5th to 9th May 2015.

Review from the Newbury Weekly News.

Familiarity of being Ernest

Boundary Players: The Importance of Being Earnest, at the William Penney Theatre, Tadley, from Tuesday, May 5, to Saturday, May 9

With such a well-known classic comedy as this, you know pretty much what to expect. Expected are the jokes like: all women become like their mothers, that is their tragedy, no man ever does, that is his!

The wit and smoothness of all the characters, all of them reflecting their creator Oscar Wilde, and the actor playing Lady Bracknell delivering the 'handbag' line in a voice that stops everybody in their tracks, Boundary Players played it pretty much straight ahead, with few variations on the standard production package.

Alan Munday and Steve Schollar, as the two leading men, did the jokes and the banter effectively although both looked a little too old for their supposed late-20s. Sue Barham worked hard as Lady Bracknell but lacked a little authority essential for this part and should have learned her lines a little better. Andy Abbott and Richard Mier made the most of the servant roles, which wasn't much but Richard played up the 'no cucumbers to be had, not even for ready money' for all it was worth.

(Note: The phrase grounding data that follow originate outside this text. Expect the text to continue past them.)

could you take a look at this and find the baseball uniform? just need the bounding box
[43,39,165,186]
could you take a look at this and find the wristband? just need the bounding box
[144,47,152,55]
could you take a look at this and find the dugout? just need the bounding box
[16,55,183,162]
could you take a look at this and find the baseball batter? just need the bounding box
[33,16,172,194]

David White and Louise Hayling played the Canon Chasuble and Miss Prism double act quite well but the acting honours went to Emily Browne and Francesca Nunn as the two young ladies, Gwendolyn and Cicely. Both of them looked and sounded just right and they made the most of Wilde's witty dialogue and when necessary they managed to keep perfectly still on stage which the two leading men were never quite able to do.

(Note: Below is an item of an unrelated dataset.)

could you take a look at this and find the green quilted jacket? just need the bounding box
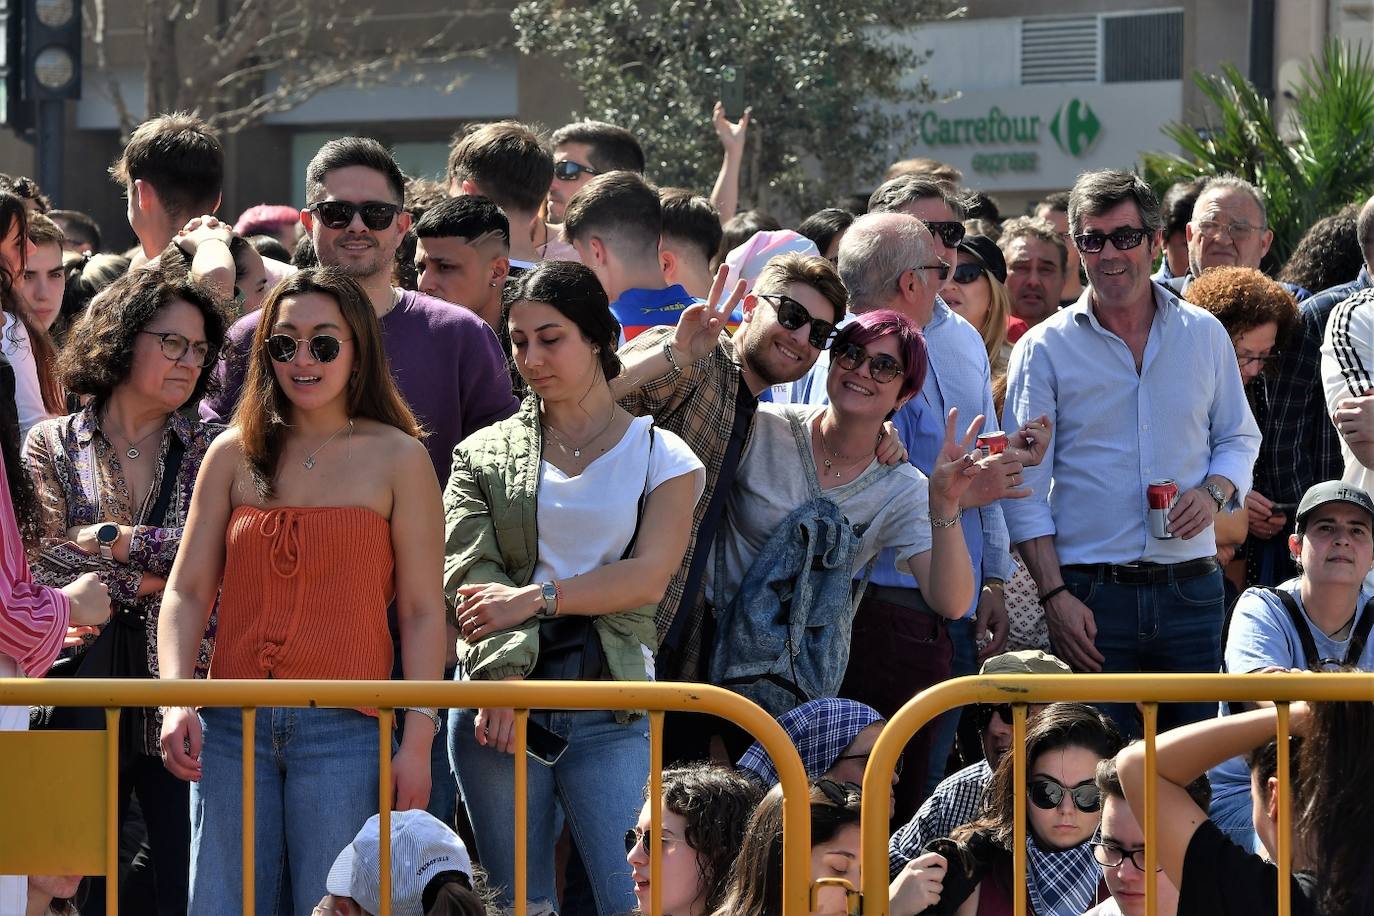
[442,397,659,684]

The only problem with this classic is that everybody knows it so well that audiences start laughing at the beginning of the jokes rather than the punch lines. This happened a lot on Friday evening. But then the play has had thousands of productions since first night in 1895.

The sets were minimal but effective, conveying the places and times reasonably well. Costumes were adequate but, to paraphrase Lady Bracknell, I feel that any more criticism from myself might expose me to comment in the Boundary Players theatre.